Também no Brasil os protestos são frequentes, porém, menores. Nenhum talvez tenha alcançado, depois da redemocratização (1985), as proporções (centenas de detidos) dos que aconteceram recentemente.
De imediato, dois desafios:
1º) como devemos lidar com esses protestos sociais sem excessos, sem abusos, reforçando, não destruindo, a democracia? (voltarei a esse tema em outro artigo);
2º) quais seriam as verdadeiras razões dos recentes protestos convocados pelo Movimento Passe Livre (MPL), que defende a gratuidade do transporte público.
Constituiriam esses protestos (a) puros atos de vandalismo, (b) insurreição sincera contra o aumento na passagem dos ônibus (aumento de R$ 0,20 centavos em SP) ou se trataria (c) de uma juventude lúcida que, distanciando-se da massa do “rebanho bovino” (a expressão é de Nietzsche), teria conseguido vislumbrar a profunda crise (e injustiça) do modelo capitalista globalizado e neoliberal, que se aliou, em países periféricos como o Brasil, com o capitalismo de tradição aristocrata-escravagista?
O Movimento Passe Livre (MPL) adotou como pretexto inicial o aumento da tarifa dos ônibus. Mas ele mesmo confessou que não conta com controle de todos os participantes. É patente a heterogeneidade dos grupos que estão participando das passeatas (O Estado de S. Paulo de 15.06.13, p. A24), que vão desde sindicatos (dos metroviários, ferroviários etc.), agremiações partidárias (juventude do PT etc.), entes coletivos pós-modernos, anarquistas, incontáveis universitários, até a “tropa de choque” violenta, conhecida como “black blocks” (que, com panos ou lenços no rosto, máscaras de gás, roupas pretas e estética punk, foi o grande responsável pelas destruições materiais dos protestos do dia 11.06.13).

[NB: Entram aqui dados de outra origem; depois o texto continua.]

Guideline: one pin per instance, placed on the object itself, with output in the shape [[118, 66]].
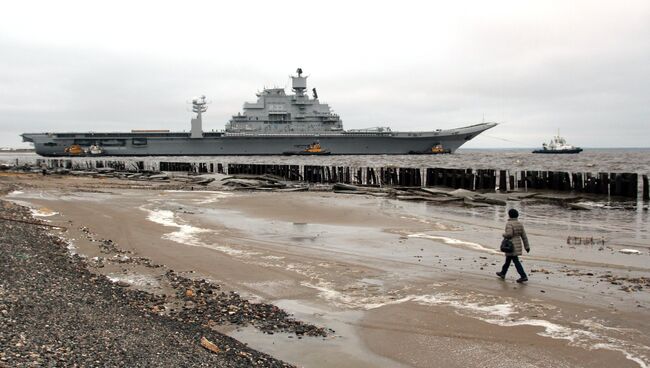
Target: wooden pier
[[624, 185]]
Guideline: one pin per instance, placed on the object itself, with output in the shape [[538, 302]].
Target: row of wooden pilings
[[616, 184]]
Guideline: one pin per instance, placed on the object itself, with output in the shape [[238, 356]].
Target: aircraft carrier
[[277, 123]]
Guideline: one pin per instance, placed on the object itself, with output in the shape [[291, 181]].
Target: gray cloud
[[535, 66]]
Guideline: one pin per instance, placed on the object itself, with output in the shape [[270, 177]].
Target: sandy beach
[[399, 283]]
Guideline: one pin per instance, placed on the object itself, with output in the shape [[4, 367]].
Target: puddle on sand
[[343, 348]]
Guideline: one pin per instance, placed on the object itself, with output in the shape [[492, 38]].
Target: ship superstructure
[[275, 112], [277, 123]]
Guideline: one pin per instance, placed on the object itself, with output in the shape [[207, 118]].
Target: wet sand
[[401, 283]]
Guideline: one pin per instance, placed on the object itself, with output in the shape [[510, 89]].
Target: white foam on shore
[[436, 224], [42, 212], [136, 279], [188, 234], [458, 242]]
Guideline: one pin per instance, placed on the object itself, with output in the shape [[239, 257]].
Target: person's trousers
[[518, 266]]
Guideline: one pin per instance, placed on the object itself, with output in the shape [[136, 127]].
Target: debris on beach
[[91, 320], [209, 345], [630, 251]]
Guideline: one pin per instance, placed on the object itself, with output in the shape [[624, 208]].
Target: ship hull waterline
[[224, 144]]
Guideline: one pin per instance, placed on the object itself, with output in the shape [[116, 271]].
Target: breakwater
[[619, 184]]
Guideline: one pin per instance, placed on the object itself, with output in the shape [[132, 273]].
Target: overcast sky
[[534, 66]]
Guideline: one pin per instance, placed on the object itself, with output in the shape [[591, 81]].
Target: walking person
[[515, 232]]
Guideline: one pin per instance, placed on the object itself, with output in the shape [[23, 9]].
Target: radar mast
[[199, 106], [299, 83]]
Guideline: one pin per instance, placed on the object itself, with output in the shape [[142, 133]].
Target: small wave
[[458, 242], [188, 234], [43, 212]]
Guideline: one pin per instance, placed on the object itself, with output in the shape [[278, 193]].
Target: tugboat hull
[[576, 150]]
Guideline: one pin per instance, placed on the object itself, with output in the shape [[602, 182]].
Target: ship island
[[277, 123]]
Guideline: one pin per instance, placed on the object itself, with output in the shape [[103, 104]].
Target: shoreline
[[342, 257]]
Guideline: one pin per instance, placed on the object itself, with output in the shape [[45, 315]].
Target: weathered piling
[[625, 185]]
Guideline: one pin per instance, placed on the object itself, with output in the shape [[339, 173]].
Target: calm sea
[[591, 160]]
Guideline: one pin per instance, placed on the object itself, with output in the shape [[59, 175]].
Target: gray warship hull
[[222, 143]]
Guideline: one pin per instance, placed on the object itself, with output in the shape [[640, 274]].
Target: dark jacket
[[515, 231]]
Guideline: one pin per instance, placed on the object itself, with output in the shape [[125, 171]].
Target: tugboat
[[435, 150], [558, 145]]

Não há como deixar de concluir que alguns estão participando do movimento (só) para promover o vandalismo (grupos radicais e irresponsáveis, inimigos da democracia, eventualmente contratados por alguns partidos políticos - Folha de S. Paulo, 16.06.13, p. C6 - ou, em tese, pela própria polícia), enquanto outros participam em razão do aumento na passagem dos ônibus. Mas existem mais motivos que também devem ser investigados. Muita gente (aqui residiria a juventude lúcida) está querendo, para além do preço dos bilhetes dos ônibus, protestar contra a corrupção generalizada no país, contra os desmandos das autoridades, contra os políticos, contra a política, contra a economia, a inflação, a falta de perspectiva futura, ou seja, contra o modelo capitalista atual.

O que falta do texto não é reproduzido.